9. The preferred combination of compounds according to formulae (III) and (IV) is not a mere optional ingredient of the mixture but an essential feature thereof. In addition it is not a minor component in the present case but a substantial part of the blend (cf. Claims 6 and 13 referring to excess on component (b)) and fully contributes to its function. In addition, no other use for the particular component appears in the disclosure. As regards the circumstance that the scope of the subject- matter of Claim 31 is only co-extensive with that of Claim 7, and not with the broader Claim 1, this is not relevant. The fact that the applicant refrains from claiming component (a) of the combination, per se, more broadly or exactly as extensively as it is defined in Claim 1, may have many reasons. Some of the variants might well be already known, and the applicant could have also decided to exercise a voluntary restraint in claiming a monopoly for some commercial or legal reasons.

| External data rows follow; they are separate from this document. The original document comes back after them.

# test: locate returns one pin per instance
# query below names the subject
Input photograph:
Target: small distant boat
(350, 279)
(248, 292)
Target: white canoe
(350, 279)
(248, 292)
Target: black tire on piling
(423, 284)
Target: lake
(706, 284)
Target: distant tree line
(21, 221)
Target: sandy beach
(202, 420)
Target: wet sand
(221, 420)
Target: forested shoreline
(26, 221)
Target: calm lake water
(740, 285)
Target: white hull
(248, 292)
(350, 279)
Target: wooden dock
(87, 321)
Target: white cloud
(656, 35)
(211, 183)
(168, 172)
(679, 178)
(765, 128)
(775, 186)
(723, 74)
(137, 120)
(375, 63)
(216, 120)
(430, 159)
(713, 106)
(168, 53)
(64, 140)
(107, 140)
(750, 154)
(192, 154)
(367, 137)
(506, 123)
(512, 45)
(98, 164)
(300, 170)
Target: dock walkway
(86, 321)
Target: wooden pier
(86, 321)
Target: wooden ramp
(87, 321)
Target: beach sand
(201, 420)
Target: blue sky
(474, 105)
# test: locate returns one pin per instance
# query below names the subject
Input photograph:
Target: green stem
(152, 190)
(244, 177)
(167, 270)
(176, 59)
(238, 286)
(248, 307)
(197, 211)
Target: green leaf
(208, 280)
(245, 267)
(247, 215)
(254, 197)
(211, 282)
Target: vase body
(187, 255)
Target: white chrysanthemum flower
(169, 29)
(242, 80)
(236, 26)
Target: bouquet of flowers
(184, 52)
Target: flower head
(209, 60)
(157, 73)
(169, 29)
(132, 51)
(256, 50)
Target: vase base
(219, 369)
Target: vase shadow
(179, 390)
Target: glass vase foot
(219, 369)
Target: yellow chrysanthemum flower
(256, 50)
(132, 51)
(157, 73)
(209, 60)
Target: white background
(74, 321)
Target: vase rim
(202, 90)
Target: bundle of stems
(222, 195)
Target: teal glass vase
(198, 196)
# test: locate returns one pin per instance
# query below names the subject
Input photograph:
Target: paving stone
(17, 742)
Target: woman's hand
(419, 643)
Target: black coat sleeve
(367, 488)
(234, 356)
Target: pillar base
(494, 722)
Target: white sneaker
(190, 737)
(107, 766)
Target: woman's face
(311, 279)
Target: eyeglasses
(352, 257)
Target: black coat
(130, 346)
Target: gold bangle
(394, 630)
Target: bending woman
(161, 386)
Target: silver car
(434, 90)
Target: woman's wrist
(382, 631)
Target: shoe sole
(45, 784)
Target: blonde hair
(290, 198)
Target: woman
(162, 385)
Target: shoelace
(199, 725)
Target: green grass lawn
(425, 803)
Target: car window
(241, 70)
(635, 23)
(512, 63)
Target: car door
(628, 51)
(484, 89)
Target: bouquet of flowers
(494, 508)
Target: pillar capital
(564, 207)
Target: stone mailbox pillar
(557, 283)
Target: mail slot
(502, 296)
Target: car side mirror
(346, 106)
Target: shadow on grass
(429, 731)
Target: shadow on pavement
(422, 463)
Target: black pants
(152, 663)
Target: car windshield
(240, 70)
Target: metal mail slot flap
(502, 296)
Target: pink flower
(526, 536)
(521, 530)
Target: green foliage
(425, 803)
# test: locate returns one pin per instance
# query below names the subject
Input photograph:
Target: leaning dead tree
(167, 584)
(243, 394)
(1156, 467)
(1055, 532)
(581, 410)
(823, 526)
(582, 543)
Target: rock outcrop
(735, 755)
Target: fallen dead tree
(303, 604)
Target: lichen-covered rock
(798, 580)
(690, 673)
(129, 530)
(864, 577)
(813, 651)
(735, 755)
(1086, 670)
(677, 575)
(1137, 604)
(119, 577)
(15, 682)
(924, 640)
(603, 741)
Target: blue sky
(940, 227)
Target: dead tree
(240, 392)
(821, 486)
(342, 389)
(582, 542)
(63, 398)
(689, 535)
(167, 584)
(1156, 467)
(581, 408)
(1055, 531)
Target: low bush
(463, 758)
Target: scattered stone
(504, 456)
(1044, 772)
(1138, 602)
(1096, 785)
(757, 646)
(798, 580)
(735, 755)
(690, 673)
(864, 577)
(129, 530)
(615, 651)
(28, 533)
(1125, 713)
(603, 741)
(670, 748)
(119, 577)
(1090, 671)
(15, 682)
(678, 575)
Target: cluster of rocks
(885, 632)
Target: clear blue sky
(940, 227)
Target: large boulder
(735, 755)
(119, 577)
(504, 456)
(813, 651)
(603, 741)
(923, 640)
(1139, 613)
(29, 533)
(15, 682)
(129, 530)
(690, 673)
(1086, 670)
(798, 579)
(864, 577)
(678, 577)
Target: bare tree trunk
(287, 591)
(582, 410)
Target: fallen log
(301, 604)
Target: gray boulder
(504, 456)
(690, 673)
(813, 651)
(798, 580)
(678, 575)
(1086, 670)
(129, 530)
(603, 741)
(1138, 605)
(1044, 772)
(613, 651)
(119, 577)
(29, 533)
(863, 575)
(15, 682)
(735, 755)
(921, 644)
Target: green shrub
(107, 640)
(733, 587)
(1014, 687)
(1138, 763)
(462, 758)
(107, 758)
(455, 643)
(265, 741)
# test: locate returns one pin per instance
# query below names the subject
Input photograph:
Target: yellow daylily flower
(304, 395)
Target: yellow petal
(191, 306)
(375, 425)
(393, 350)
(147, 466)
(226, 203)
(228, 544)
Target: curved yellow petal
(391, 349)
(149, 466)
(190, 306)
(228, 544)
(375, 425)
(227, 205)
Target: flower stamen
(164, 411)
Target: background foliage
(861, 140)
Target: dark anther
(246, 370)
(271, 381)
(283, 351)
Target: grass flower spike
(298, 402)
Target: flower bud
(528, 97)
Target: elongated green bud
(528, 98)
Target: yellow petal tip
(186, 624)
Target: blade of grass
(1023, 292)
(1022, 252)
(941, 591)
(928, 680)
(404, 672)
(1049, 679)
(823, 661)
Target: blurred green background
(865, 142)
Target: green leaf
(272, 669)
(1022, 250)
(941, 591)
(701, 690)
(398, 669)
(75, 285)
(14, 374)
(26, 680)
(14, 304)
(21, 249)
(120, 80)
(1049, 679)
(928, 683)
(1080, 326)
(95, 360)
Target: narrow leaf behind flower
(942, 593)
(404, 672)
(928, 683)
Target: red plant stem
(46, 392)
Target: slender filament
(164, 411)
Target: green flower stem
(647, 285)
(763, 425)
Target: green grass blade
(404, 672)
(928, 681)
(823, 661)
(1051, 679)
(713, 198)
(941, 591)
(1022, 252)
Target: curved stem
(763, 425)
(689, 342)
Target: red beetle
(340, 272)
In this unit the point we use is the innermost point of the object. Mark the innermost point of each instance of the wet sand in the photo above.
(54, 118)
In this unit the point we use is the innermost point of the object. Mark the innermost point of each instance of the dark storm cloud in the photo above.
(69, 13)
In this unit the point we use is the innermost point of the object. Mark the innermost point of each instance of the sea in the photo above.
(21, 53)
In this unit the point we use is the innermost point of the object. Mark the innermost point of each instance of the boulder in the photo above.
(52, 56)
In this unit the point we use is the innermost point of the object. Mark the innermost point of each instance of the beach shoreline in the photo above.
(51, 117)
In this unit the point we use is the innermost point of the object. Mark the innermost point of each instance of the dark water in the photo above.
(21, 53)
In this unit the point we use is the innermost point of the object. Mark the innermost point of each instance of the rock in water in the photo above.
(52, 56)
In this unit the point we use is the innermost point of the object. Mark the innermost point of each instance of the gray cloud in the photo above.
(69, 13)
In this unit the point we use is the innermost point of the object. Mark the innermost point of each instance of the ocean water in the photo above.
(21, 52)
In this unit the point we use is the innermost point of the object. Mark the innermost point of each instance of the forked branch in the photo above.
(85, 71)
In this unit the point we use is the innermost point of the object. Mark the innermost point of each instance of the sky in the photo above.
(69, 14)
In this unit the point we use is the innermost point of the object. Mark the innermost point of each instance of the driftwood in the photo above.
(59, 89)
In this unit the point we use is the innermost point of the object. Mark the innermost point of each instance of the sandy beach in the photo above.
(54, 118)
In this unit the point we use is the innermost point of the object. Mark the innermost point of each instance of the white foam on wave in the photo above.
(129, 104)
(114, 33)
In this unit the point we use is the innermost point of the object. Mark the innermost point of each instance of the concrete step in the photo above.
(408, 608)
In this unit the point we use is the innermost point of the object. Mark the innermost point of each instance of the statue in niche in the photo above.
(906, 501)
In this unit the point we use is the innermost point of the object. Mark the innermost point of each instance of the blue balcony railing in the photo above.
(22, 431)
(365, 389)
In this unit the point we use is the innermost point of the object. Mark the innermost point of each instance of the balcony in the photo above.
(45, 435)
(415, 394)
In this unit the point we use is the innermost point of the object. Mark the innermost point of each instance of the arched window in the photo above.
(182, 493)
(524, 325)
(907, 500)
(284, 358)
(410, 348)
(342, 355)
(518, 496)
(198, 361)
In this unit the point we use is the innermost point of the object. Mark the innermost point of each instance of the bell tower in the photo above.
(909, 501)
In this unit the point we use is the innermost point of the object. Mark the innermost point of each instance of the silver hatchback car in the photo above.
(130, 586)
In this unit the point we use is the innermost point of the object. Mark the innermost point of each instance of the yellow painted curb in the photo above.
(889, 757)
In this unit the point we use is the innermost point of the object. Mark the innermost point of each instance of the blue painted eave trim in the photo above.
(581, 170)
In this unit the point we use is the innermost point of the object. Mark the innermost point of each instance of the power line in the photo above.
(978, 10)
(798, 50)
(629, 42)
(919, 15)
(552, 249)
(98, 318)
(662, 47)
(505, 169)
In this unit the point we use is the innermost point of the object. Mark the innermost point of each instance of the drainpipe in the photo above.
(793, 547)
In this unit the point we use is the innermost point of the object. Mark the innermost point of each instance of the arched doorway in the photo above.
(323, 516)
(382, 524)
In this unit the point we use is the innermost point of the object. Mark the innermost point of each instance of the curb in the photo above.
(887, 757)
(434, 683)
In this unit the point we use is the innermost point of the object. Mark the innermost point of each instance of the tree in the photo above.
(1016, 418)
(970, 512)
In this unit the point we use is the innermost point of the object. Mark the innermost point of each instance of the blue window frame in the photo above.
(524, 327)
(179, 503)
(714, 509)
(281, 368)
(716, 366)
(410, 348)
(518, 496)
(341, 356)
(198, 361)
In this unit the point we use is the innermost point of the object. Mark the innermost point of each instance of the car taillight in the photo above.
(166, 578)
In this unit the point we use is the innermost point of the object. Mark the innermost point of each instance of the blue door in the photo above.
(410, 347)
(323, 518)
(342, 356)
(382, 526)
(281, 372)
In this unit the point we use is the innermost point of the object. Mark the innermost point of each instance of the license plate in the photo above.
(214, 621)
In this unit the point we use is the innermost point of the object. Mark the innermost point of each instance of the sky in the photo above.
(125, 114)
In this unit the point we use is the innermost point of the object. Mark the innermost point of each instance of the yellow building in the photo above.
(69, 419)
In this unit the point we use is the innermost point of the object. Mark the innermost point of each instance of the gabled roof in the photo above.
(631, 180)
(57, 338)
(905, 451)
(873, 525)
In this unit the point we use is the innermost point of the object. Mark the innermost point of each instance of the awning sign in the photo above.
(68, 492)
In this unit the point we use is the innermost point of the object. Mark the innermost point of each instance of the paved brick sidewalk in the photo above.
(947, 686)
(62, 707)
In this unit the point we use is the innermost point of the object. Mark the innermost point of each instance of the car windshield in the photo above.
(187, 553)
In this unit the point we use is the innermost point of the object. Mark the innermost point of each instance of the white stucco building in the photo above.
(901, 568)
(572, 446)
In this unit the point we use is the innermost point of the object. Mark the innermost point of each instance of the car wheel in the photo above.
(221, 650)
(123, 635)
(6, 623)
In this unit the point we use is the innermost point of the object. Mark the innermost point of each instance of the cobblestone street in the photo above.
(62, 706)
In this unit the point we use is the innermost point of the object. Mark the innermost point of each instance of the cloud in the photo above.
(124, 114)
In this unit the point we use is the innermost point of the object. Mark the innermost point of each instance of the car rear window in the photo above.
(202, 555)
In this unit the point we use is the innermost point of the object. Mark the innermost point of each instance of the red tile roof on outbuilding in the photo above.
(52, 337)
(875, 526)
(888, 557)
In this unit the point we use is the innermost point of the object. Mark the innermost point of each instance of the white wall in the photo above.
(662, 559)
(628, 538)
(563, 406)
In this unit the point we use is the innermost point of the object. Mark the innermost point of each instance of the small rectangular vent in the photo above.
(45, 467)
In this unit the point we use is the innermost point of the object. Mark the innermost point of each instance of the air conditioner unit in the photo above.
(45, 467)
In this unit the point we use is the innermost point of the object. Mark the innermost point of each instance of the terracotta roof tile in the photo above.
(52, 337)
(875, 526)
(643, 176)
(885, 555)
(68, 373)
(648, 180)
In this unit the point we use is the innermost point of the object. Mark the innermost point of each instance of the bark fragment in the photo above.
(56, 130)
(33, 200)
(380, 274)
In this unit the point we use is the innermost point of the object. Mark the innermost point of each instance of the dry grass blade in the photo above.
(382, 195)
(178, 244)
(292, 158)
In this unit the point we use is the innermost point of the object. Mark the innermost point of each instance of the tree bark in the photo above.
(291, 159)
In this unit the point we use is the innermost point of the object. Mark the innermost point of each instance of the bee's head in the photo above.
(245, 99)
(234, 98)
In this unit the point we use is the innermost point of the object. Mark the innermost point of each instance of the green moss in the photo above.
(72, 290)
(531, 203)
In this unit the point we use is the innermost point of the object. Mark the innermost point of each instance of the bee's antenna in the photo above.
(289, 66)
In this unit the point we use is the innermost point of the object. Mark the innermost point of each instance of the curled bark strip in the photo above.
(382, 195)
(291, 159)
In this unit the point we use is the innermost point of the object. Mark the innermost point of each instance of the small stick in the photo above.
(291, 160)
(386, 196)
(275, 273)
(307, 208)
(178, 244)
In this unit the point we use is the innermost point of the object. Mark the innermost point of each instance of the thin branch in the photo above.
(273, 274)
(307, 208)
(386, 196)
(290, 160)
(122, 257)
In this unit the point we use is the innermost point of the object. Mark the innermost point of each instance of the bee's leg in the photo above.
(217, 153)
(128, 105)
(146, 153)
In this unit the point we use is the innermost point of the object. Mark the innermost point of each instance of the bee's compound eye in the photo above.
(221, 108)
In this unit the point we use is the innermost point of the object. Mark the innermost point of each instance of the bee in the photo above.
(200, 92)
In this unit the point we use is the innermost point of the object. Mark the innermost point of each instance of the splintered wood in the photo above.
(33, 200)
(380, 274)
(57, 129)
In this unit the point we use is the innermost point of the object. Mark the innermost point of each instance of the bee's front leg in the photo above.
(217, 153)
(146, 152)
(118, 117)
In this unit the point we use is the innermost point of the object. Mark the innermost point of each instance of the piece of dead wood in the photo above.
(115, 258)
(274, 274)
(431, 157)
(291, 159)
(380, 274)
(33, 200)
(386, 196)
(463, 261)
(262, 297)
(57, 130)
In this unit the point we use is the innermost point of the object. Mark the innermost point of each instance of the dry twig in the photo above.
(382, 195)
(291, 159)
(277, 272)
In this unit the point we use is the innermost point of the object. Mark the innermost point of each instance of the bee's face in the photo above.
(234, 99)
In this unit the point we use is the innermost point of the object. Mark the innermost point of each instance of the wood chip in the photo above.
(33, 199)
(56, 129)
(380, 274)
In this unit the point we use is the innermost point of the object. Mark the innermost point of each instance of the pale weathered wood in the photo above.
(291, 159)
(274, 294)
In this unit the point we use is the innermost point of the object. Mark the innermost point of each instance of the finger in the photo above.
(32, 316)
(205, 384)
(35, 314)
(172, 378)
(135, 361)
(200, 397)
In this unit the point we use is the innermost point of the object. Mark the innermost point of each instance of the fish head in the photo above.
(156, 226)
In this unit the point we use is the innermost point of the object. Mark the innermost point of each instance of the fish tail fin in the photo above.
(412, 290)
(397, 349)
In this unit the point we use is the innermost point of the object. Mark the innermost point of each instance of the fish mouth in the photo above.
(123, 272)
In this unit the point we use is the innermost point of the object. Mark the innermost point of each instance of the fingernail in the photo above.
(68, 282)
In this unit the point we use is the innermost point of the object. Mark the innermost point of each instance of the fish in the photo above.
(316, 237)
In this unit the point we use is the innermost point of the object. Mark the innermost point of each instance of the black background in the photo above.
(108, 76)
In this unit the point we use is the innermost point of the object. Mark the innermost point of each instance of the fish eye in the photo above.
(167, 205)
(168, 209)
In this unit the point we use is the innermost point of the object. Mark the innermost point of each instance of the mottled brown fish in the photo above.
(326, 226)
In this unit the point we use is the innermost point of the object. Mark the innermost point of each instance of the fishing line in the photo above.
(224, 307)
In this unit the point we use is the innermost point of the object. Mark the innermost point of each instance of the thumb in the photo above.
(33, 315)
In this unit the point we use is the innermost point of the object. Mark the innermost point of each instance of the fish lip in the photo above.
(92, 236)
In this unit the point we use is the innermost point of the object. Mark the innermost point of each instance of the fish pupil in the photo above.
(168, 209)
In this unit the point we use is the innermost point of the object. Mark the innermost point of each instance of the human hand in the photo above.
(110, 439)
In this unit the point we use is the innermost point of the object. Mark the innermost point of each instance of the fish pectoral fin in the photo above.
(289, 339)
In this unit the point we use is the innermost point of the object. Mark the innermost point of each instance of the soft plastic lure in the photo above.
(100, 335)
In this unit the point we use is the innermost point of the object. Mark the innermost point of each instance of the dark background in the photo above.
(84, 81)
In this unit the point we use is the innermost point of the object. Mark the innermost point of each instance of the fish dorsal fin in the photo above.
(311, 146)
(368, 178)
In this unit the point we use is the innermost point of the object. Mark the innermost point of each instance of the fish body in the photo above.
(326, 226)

10. There is sufficient technical information to justify a prima facie finding of unity of invention between a claim to a mixture, i.e. composition, and a claim to one essential component, i.e. element, of that mixture or a narrowly defined version thereof. Thus, both inventions could be considered to fall within the same general inventive concept. In such cases the requirement that the means for preparing the end product should be "specially designed for carrying out the process" appears to be fulfilled since none of the means leads or is related to an end product outside the scope of the definition thereof. In view of this the character of the invention in the component is, prima facie, also dependent on the existence of an invention in the end product and it would, in this situation, be improper to doubt unity until examination of the corresponding inventive steps results in an, a posteriori, loss of unity later on. Since no other kind of component, e.g. the type (b), is also claimed in the application, the question of the relationship of the components to each other does not arise in connection with unity. For these reasons, the subject-matters of all claims possess unity in the present case. The additional search fee cannot, therefore, be retained in any case.
ORDER
For these reasons, it is decided that:
Refund of the additional search fee is ordered.